Methods: Data were collected from a community-based sample of 15,453 men and women (including 295 people with cancer history) and prospectively linked to a patient-based database of cancer registry and deaths during an average follow-up of 7.0+/-3.3 years. Psychological distress was assessed using the 12-item version of the General Health Questionnaire (GHQ-12).

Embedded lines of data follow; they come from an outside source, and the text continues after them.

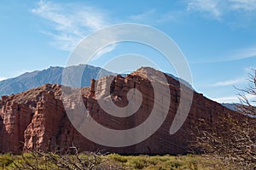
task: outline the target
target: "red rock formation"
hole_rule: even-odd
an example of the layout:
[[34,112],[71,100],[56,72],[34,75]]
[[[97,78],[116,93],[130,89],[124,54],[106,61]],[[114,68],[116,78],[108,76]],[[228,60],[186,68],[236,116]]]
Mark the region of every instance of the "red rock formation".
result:
[[[143,76],[145,71],[147,69],[141,69],[125,77],[117,76],[111,84],[112,99],[119,106],[127,105],[129,89],[136,88],[142,93],[143,100],[137,113],[125,118],[108,115],[96,100],[96,89],[84,88],[82,94],[89,114],[102,125],[113,129],[128,129],[143,122],[150,114],[154,97],[150,82]],[[167,76],[166,78],[172,98],[167,118],[150,138],[137,144],[122,148],[95,144],[73,127],[61,102],[60,85],[46,84],[16,95],[3,96],[0,100],[0,151],[20,153],[27,148],[63,151],[74,145],[81,150],[104,149],[127,154],[184,153],[188,149],[188,142],[193,139],[187,130],[200,118],[207,120],[209,126],[214,126],[221,122],[219,115],[237,114],[195,92],[188,119],[177,133],[170,135],[169,129],[179,103],[180,88],[177,80]],[[104,82],[104,77],[101,81]],[[95,81],[91,82],[91,87],[95,87]],[[78,98],[71,94],[69,99],[76,101]],[[73,107],[73,105],[75,102],[70,104],[70,109]]]

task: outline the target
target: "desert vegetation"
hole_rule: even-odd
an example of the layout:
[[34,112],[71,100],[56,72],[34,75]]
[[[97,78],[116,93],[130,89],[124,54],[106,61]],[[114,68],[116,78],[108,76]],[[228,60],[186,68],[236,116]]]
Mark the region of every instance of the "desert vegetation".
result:
[[211,156],[120,156],[97,153],[56,155],[31,152],[0,156],[0,169],[226,169]]

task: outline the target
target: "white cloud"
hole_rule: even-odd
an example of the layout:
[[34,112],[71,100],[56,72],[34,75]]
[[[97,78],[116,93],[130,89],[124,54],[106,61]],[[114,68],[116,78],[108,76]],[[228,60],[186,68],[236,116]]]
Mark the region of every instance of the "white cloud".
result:
[[232,9],[241,9],[245,11],[253,11],[256,9],[255,0],[229,0]]
[[234,60],[241,60],[247,59],[252,57],[256,57],[256,47],[246,48],[243,49],[239,49],[235,51],[236,54],[234,54]]
[[80,3],[40,1],[32,12],[51,24],[42,31],[54,39],[51,44],[67,51],[89,34],[110,25],[106,11]]
[[212,84],[212,87],[232,86],[232,85],[238,84],[238,83],[241,83],[243,82],[245,82],[244,78],[236,78],[236,79],[233,79],[233,80],[227,80],[227,81],[224,81],[224,82],[215,82],[214,84]]
[[0,77],[0,81],[7,79],[6,77]]
[[187,10],[210,13],[218,19],[222,15],[218,3],[218,0],[190,0]]
[[143,14],[133,14],[128,17],[131,22],[139,22],[148,25],[158,25],[169,20],[174,20],[175,17],[171,12],[158,13],[154,8],[145,11]]
[[256,10],[255,0],[188,0],[187,10],[210,14],[220,20],[228,12]]
[[[247,94],[246,97],[249,100],[255,99],[255,96],[252,94]],[[215,98],[212,99],[212,100],[217,101],[218,103],[240,103],[238,95]]]

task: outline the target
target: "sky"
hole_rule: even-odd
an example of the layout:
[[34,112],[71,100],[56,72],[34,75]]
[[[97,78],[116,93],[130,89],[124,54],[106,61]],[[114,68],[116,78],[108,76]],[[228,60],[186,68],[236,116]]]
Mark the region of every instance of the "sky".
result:
[[[170,37],[188,60],[194,88],[215,101],[238,102],[235,87],[244,88],[256,69],[256,0],[10,0],[0,3],[0,80],[65,66],[83,38],[122,23]],[[160,54],[134,42],[107,47],[90,64],[102,66],[129,53],[154,59],[176,75]]]

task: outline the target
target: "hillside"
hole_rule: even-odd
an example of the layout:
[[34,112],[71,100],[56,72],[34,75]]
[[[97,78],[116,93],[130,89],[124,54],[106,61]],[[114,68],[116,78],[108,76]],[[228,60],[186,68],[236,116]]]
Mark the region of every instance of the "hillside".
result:
[[[135,114],[128,117],[117,117],[106,113],[95,98],[96,93],[103,94],[104,96],[106,89],[95,89],[92,83],[90,88],[82,88],[83,102],[87,112],[73,116],[72,119],[81,125],[84,122],[91,121],[88,116],[90,114],[102,126],[118,130],[129,129],[142,124],[149,116],[154,105],[154,90],[150,82],[147,79],[147,74],[157,76],[159,73],[160,71],[150,68],[142,68],[125,77],[121,76],[114,77],[110,92],[111,99],[116,105],[124,107],[127,105],[126,95],[129,89],[136,87],[142,93],[142,105]],[[107,147],[89,140],[74,128],[67,117],[67,108],[65,110],[61,100],[62,87],[58,84],[45,84],[21,94],[2,97],[0,100],[0,151],[20,153],[26,149],[38,150],[57,149],[65,152],[71,146],[75,145],[80,150],[94,151],[102,149],[122,154],[183,154],[189,150],[191,142],[196,143],[195,136],[191,135],[189,131],[195,132],[199,120],[205,120],[206,125],[202,128],[203,130],[207,130],[211,127],[218,127],[221,133],[229,128],[229,125],[224,123],[223,117],[241,116],[237,112],[194,91],[188,118],[182,128],[171,135],[169,129],[180,102],[181,89],[177,80],[167,75],[166,76],[172,101],[168,115],[160,128],[143,142],[126,147]],[[104,76],[97,82],[105,84],[107,78]],[[72,101],[66,105],[71,111],[79,105],[77,94],[71,93],[65,100]],[[165,100],[160,100],[157,105],[159,105],[156,107],[160,109],[165,107],[166,103]],[[158,114],[159,116],[163,114],[161,110],[159,110]],[[158,117],[155,117],[154,120],[157,119]],[[86,131],[91,130],[89,128]],[[99,135],[100,138],[102,134],[94,133],[94,135]],[[133,135],[133,138],[138,137],[136,133]],[[110,136],[110,139],[112,138],[114,139],[114,136]],[[127,137],[125,135],[124,139],[120,139],[121,141],[129,139],[125,138]]]
[[[67,70],[75,74],[84,69],[84,65],[67,67]],[[44,71],[35,71],[26,72],[15,78],[10,78],[0,82],[0,96],[10,95],[24,92],[34,88],[38,88],[46,83],[61,84],[63,67],[49,67]],[[112,75],[100,67],[86,65],[84,71],[81,87],[90,86],[91,78],[97,78],[98,73],[101,76]]]

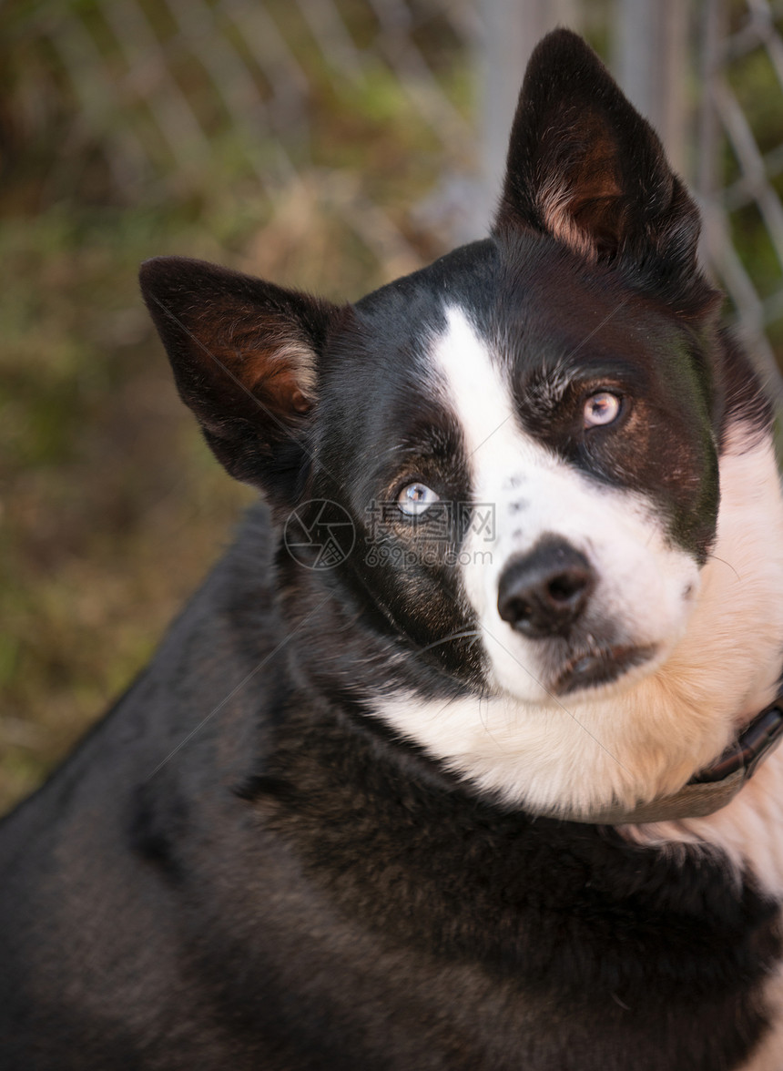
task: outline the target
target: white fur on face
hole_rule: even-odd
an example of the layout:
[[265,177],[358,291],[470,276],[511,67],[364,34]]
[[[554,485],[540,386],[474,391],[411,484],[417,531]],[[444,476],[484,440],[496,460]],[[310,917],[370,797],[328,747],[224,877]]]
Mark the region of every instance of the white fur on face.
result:
[[[385,696],[378,714],[479,791],[531,810],[631,806],[678,790],[774,695],[783,504],[769,443],[743,453],[738,440],[721,459],[718,543],[699,585],[650,507],[591,484],[517,427],[507,386],[458,311],[435,359],[472,451],[476,501],[497,504],[492,564],[465,568],[494,688],[448,704]],[[534,640],[496,605],[503,563],[545,531],[588,556],[599,573],[592,598],[635,642],[659,645],[654,662],[605,688],[547,694]]]

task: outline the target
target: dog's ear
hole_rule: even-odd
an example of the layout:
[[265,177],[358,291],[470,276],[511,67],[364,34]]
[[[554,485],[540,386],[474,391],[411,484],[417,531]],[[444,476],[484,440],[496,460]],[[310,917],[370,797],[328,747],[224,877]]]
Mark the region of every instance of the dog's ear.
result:
[[520,93],[495,230],[518,227],[592,261],[654,260],[664,288],[694,270],[695,205],[652,127],[570,30],[537,46]]
[[285,496],[306,461],[318,355],[343,311],[181,257],[147,260],[140,282],[180,396],[217,459]]

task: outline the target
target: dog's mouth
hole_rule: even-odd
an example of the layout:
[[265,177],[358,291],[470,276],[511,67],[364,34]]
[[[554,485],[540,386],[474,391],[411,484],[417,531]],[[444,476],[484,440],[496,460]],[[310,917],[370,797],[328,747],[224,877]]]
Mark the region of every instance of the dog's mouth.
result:
[[657,650],[654,645],[618,645],[579,651],[569,659],[566,667],[555,678],[553,691],[556,695],[569,695],[583,688],[611,684],[634,666],[649,662]]

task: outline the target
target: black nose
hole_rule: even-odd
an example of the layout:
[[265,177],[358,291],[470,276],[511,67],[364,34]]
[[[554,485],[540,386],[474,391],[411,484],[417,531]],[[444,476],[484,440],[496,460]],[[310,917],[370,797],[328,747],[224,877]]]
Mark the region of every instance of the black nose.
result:
[[526,636],[562,636],[584,613],[596,574],[566,540],[541,540],[500,574],[497,608],[503,621]]

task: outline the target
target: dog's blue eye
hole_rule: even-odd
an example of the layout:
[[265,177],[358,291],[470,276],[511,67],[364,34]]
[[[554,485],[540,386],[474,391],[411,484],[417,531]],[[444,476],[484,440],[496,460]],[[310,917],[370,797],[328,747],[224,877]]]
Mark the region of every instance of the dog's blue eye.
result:
[[617,420],[620,412],[620,399],[608,391],[591,394],[585,402],[585,427],[601,427]]
[[397,507],[408,517],[419,516],[439,501],[435,492],[423,483],[409,483],[397,496]]

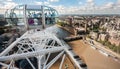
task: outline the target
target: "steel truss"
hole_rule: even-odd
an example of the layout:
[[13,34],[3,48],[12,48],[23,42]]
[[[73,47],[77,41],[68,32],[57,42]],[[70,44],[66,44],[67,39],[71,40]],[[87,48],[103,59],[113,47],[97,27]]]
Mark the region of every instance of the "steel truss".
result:
[[[0,65],[7,69],[19,69],[14,65],[15,61],[25,59],[32,69],[49,69],[59,58],[62,58],[59,66],[59,69],[62,69],[65,53],[74,59],[68,49],[69,46],[53,33],[48,33],[46,30],[29,30],[0,53]],[[57,54],[51,59],[54,53]],[[37,59],[37,67],[32,62],[32,58]],[[6,61],[9,61],[9,64],[6,64]],[[76,61],[78,68],[82,69]]]

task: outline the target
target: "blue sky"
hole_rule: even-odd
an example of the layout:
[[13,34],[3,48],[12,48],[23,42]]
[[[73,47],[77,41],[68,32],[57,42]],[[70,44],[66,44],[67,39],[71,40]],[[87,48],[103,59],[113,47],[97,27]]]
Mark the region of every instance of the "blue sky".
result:
[[47,5],[60,14],[120,13],[120,0],[0,0],[1,8],[18,4]]

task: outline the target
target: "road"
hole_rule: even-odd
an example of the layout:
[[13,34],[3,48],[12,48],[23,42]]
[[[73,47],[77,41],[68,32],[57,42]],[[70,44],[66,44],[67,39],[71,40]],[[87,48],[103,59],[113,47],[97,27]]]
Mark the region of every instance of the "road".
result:
[[99,51],[94,50],[83,40],[76,40],[68,43],[74,52],[83,58],[88,65],[88,69],[120,69],[120,63],[109,58]]

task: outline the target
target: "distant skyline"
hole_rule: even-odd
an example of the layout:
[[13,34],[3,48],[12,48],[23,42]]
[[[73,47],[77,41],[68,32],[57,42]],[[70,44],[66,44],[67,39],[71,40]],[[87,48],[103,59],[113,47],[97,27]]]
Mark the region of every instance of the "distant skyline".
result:
[[120,0],[0,0],[0,8],[18,4],[47,5],[60,14],[120,14]]

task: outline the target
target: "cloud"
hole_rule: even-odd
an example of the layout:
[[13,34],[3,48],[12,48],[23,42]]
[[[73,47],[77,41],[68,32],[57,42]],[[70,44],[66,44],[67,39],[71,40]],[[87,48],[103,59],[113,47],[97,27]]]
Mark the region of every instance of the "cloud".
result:
[[94,0],[87,0],[87,2],[89,2],[89,3],[90,3],[90,2],[93,2],[93,1],[94,1]]
[[59,2],[59,0],[48,0],[48,2]]
[[44,1],[44,2],[38,2],[38,1],[34,1],[35,5],[49,5],[50,3],[48,1]]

Results: There were 425 incident cancer deaths. Psychological distress (GHQ-12 > or =4) was associated with increased cancer mortality in participants with cancer history [age, gender, social status, marital status, body mass index, smoking, alcohol, and physical activity; adjusted hazard ratio (HR)=1.97; 95% confidence interval (95% CI)=1.05-3.71; P=.035], but not in participants without cancer history. Among participants without cancer history, there was, however, an association between distress and lung cancer death (age- and gender-adjusted HR=2.04; 95% CI=1.36-3.06; P=.001), although adjustment for covariates attenuated this association.
Conclusions: Psychological distress was a predictor of cancer mortality, especially in lung cancer. The presence of participants with cancer history in community-based cohorts may overestimate the association between psychological distress and subsequent cancer mortality.